At a time when the S&P is flirting with all-time highs, energy stocks have fared poorly and the private equity markets have largely closed their doors to energy companies. In part due to continuing uncertainty associated with trade wars, WTI Crude is back in the mid-50s as recently as this week as inventories continue to grow. Formerly explosive growth in China, the world’s second largest oil consumer, has slowed. Even the massive disruption at Saudi Arabia’s Aramco processing facility had only a short-term price effect. Indeed, recently Schlumberger took an approximate $1.6 billion write-down due to what it described as a slowing fracking industry. Absent some considerable tightening from OPEC, supplies are expected to grow. 2019 has already seen bankruptcy filings by oil and gas companies Murray Energy, Weatherford International, Sanchez Energy, Vanguard Natural Resources and a “Chapter 22” by Halcon Resources (its second filing). It is reasonable to expect the trend to pick up steam as we close out 2019 and head into 2020. Fall redetermination season will likely show reduced borrowing bases for E&P companies, and debt maturities are now within sight, with nearly $140 billion coming due in the 2020-2022 time period, according to S&P. The warning signs are flashing.
The last wave of oil and gas bankruptcies evidenced borrowers’ expectations of a short-term drop in commodity prices. Many E&P companies drew on their reserve-based loans before redeterminations negatively impacted their borrowing bases and availability. These borrowers entered bankruptcy without the need for debtor-in-possession financing – they largely avoided pre-arranged deals with their lenders, instead hoping to forestall their creditors as prices normalized, surviving on their massive cash hoards. The next wave of bankruptcies should be different. Without the reasonable expectation of a near-term return to profitability given market dynamics, and without access to sufficient cash to weather an adverse filing, borrowers will pursue pre-arranged (and pre-packaged) Chapter 11 cases. In these cases, companies will reach agreement with major creditor constituencies on the terms of a restructuring before commencing the filing.

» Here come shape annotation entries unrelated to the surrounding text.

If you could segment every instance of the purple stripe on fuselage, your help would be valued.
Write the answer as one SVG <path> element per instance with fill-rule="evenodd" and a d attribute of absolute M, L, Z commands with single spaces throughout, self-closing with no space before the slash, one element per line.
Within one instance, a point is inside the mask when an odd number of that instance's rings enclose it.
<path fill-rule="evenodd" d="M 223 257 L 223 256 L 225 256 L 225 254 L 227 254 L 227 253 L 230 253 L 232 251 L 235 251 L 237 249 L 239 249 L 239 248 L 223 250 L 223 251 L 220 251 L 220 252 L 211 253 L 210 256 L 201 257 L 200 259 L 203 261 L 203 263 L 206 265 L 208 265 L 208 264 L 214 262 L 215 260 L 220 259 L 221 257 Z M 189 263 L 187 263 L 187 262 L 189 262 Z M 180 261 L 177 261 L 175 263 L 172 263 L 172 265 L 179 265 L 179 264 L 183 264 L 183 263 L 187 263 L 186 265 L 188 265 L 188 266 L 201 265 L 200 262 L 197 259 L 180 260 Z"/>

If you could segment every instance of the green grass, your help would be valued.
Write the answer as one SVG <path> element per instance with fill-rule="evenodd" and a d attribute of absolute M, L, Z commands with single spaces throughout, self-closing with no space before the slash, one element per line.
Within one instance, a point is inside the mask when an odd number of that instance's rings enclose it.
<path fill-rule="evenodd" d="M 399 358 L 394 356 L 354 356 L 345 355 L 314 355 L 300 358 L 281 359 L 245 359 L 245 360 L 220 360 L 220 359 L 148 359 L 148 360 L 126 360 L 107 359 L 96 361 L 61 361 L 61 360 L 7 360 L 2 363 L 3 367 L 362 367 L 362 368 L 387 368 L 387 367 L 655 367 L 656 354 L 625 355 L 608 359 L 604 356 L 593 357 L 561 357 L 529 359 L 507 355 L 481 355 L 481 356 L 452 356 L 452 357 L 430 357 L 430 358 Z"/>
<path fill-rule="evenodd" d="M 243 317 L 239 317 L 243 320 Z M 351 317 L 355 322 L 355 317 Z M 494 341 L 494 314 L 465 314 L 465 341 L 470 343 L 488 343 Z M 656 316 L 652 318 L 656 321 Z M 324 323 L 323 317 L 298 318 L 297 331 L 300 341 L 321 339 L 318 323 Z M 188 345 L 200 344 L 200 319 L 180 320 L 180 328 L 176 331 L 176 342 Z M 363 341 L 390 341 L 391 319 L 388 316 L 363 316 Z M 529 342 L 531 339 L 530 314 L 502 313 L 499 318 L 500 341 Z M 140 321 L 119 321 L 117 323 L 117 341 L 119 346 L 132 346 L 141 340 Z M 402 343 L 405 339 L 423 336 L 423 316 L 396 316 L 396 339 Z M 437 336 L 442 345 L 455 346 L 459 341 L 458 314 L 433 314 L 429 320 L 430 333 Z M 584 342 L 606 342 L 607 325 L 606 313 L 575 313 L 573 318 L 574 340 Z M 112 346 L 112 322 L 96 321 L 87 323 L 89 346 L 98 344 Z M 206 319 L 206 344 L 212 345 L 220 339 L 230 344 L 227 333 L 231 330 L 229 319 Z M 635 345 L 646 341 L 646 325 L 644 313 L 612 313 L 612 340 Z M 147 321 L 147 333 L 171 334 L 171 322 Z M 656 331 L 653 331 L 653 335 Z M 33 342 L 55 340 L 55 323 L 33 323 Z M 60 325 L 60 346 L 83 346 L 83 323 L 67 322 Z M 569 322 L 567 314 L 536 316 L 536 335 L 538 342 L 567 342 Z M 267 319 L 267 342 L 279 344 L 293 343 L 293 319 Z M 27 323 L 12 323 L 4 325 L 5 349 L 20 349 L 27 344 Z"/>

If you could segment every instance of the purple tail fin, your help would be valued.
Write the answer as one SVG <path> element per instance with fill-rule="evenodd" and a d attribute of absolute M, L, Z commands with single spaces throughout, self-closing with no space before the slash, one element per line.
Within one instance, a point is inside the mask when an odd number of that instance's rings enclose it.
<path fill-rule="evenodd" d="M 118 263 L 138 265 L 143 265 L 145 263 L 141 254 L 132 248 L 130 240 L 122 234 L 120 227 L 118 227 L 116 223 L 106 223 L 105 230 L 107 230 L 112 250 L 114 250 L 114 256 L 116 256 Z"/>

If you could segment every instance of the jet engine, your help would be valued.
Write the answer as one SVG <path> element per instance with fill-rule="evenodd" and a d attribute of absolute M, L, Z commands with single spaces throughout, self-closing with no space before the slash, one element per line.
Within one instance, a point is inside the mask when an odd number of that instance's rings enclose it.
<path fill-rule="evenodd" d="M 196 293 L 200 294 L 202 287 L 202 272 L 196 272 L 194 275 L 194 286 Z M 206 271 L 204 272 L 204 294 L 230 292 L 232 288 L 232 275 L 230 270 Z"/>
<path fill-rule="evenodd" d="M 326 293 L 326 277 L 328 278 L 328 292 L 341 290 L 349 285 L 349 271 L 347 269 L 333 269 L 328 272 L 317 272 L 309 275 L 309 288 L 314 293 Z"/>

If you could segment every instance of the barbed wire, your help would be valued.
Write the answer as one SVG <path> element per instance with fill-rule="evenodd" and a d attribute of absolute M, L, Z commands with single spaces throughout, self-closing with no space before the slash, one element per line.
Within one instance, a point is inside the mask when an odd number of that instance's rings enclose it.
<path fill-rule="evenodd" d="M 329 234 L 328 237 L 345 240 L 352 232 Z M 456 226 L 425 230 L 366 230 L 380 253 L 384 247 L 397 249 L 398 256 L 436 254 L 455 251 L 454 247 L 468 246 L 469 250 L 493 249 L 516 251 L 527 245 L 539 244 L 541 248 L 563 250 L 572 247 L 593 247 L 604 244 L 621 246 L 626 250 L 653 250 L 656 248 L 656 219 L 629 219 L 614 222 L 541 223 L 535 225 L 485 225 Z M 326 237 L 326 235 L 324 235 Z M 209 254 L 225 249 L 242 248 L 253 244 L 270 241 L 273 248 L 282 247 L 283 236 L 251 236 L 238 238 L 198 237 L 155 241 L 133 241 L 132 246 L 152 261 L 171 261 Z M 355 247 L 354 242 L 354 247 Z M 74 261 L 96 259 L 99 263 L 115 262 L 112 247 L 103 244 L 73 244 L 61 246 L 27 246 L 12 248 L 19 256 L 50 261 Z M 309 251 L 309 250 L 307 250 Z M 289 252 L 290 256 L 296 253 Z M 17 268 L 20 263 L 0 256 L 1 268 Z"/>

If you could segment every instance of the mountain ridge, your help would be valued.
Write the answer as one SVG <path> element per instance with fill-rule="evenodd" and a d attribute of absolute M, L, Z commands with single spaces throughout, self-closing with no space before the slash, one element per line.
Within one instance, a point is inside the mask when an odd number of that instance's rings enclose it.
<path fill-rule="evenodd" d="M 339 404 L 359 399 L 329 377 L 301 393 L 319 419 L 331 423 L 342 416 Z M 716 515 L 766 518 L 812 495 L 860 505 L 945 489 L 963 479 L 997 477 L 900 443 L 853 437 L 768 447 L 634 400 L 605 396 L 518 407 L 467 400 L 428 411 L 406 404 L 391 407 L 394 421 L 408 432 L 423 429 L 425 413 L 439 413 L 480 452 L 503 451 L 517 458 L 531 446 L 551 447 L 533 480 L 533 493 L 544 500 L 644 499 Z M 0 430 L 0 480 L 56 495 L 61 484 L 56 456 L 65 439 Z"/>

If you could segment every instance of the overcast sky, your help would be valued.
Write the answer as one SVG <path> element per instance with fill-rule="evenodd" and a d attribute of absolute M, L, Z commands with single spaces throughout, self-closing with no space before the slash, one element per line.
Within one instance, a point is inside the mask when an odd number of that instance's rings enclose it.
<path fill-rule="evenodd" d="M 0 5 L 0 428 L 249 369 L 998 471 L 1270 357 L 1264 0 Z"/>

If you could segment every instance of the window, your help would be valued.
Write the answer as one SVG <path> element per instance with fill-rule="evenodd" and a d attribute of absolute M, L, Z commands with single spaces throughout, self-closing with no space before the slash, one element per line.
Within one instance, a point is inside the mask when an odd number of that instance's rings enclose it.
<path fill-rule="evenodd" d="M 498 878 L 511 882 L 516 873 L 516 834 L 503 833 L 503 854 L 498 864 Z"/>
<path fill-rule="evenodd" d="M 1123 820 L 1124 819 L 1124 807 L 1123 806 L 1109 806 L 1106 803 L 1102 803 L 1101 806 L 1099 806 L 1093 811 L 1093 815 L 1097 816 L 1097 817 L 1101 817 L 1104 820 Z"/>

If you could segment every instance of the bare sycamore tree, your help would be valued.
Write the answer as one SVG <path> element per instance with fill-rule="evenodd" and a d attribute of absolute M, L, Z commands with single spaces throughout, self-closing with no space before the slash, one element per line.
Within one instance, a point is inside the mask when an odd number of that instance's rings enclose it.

This often leads to quicker, less expensive proceedings. In anticipation of a coming bankruptcy wave in the oil patch, anxious creditors should be monitoring their exposure and taking any steps available to improve their position and bolster their influence. This may include lenders leveraging any opportunity to tighten their covenants, and reviewing and enhancing their collateral packages, among other things. Vendors and suppliers may wish to revisit their commercial trade terms to the extent practical and consider the availability and extent of statutory liens.